Септимус (сосредоточен на другом). Нет. (Он убирает тетрадь Томасины в папку и берется за свою книгу.)
Томасина. Почему?
Септимус. Во-первых, Байрон даже не помнит о вашем существовании.
Томасина. Но, когда он был в Сидли-парке, мы обменивались многозначительными взглядами. Странно, почему он до сих пор не объявился, ведь уже год, как он вернулся из своих странствий.
Септимус. Короче, миледи, это маловероятно.
Огастес. Ах, этот лорд Байрон! Помню. Он присвоил моего зайца, хот я выстрелил первым. А он заявил, будто я промахнулся. Большой шутник. Но на тебе, Томсик, он конечно, не женится. Он ведь не слепой, а только хромой...
Септимус. Все, господа, тихо. Мертвая тишина до без четверти двенадцать. Нельз непрерывно отвлекать наставника. Это невыносимо.
Огастес. Вы - не мой наставник. Я пришел к вам на урок по собственной воле.
Септимус. На всякую волю есть ньютонов детерминизм, милорд.
Томасина смеется - собственно, фраза для нее и сказана. Огастес злится, чувствуя себя лишним.
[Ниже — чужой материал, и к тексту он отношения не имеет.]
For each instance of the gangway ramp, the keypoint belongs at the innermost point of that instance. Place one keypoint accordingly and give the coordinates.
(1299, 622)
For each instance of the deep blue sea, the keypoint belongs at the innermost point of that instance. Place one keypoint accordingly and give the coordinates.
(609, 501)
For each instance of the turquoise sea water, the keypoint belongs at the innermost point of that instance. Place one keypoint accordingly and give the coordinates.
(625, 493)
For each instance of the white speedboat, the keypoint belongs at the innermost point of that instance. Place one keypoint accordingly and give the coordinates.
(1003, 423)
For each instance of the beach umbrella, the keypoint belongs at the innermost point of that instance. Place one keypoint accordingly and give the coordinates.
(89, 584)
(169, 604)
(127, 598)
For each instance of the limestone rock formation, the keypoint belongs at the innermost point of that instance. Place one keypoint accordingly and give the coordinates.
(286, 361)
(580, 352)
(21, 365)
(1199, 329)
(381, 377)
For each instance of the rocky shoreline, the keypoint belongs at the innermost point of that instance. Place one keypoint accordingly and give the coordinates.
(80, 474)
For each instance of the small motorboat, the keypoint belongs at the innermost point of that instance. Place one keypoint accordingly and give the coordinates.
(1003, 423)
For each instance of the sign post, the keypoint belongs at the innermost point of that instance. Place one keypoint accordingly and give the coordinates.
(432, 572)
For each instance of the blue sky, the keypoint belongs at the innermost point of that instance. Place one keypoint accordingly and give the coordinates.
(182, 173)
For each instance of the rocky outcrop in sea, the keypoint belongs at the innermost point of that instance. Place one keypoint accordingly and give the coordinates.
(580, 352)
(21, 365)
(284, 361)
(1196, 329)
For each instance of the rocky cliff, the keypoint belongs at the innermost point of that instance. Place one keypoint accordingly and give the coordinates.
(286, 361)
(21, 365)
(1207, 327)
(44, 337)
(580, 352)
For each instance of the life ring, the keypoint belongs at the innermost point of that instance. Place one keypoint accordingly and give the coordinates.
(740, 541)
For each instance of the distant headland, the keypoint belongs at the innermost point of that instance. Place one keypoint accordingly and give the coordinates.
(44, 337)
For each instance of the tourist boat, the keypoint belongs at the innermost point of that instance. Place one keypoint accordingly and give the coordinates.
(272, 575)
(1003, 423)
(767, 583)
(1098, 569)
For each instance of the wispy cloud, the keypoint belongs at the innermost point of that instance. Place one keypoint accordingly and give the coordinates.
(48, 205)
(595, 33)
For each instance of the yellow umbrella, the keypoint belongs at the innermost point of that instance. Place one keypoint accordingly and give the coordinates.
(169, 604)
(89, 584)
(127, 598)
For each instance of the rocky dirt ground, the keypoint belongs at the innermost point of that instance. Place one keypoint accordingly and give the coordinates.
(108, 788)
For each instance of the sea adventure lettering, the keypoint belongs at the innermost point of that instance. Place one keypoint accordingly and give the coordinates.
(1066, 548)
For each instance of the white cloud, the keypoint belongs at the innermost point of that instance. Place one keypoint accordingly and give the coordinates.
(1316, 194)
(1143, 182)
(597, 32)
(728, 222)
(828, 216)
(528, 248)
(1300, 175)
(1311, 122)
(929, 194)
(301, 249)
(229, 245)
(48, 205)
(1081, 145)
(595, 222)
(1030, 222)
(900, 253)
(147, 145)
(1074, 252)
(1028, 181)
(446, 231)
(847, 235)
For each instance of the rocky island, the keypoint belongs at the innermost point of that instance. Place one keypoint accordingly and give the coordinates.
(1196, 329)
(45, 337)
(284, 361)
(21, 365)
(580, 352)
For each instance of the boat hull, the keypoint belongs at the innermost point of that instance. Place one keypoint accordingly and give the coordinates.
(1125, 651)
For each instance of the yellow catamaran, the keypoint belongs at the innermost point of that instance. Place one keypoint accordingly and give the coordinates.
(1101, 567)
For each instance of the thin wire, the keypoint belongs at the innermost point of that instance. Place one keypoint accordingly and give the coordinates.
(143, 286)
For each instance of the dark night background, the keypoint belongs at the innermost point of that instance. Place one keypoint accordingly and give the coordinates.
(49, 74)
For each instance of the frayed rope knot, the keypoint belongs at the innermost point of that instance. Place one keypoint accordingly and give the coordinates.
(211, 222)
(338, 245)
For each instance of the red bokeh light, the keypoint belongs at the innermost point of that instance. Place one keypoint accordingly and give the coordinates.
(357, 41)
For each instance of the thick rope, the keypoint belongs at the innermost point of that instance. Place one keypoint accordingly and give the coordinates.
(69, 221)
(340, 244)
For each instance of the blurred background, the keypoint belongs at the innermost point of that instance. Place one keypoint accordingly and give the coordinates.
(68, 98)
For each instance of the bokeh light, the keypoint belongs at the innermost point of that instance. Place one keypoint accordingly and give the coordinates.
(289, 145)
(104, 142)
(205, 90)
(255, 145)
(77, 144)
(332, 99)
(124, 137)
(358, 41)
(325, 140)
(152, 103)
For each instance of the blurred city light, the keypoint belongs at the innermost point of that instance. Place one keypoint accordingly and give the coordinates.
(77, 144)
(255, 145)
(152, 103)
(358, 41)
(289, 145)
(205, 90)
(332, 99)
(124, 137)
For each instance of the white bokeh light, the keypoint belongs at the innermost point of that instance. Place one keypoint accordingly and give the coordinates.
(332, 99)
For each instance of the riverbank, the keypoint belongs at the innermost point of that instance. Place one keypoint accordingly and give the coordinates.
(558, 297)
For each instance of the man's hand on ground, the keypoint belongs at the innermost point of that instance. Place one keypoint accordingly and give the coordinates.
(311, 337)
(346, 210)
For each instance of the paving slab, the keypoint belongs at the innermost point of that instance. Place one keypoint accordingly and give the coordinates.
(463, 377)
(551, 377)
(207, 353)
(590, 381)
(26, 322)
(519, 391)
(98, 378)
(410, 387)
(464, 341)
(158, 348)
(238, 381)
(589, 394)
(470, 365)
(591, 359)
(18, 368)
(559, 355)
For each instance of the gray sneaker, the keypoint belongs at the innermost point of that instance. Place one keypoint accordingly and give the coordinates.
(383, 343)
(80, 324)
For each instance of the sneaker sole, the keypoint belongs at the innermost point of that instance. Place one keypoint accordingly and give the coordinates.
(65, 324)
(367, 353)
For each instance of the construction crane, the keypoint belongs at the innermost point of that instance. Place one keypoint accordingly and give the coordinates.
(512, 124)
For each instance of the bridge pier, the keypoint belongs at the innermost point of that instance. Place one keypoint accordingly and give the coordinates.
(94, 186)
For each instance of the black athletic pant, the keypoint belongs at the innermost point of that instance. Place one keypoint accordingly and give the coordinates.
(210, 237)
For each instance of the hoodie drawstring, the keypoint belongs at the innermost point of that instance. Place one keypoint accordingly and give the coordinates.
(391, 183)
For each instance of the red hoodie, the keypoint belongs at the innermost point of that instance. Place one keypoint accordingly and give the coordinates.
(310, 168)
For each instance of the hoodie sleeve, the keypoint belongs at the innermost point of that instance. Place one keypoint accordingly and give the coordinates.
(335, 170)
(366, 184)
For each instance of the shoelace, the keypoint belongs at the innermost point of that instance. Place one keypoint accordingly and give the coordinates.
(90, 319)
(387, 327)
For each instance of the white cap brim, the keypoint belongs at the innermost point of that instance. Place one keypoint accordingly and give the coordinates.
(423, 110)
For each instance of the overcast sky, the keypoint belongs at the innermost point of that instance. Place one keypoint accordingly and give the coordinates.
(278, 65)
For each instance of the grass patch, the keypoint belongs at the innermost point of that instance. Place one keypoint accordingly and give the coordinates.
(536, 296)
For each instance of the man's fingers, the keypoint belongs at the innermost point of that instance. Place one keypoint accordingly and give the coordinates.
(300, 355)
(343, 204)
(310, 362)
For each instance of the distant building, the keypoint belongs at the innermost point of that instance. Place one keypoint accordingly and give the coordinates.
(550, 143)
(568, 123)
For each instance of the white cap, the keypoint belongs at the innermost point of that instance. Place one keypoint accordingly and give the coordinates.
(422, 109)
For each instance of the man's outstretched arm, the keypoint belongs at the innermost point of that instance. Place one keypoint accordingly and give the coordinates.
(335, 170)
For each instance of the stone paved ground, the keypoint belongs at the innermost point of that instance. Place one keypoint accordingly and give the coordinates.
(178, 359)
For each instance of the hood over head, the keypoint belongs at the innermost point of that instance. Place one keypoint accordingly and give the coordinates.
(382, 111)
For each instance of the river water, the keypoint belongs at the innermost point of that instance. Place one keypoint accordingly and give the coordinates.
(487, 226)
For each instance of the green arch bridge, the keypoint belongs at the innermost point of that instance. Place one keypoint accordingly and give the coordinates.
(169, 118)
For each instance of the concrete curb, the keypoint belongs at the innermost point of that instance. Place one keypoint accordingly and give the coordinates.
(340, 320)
Огастес. Ваш покой меня нисколько не волнует. Раскомандовался тут!
Томасина (предостерегающе). Огастес!
Септимус. Я не командую, милорд. Я вдохновляю. Я благоговею перед Просвещенностью и тем самым вдохновляю учеников на умножение познаний, посредством которых они приблизятся к Богу. За лучший конус и пирамиду, нарисованные в полной тишине и представленные не ранее чем без четверти двенадцать, полагается награда - шиллинг.
Огастес. Сэр, вам не купить мое молчание! Я знаю тайну, которая стоит куда дороже.
Отбросив альбом и карандаш, он с достоинством покидает комнату. Захлопывает дверь. Пауза. Септимус вопросительно смотрит на Томасину.
Томасина. Я рассказала ему, что ты меня поцеловал. Но он не проговорится.
Септимус. Я? Целовал вас? Когда?
Томасина. Вчера!
Септимус. Как?!.
Томасина. Как? В губы!
Септимус. Где?
Томасина. В эрмитаже, Септимус!
Септимус. В губы в эрмитаже! Ах, вот вы о чем! Разве это поцелуй? Ни на шиллинг, ни на полшиллинга не тянет. Я о нем уж и позабыл совсем.
Томасина. Какой ты жестокий! Ты что - и уговор наш позабыл?
Септимус. Боже милостивый! Какой уговор?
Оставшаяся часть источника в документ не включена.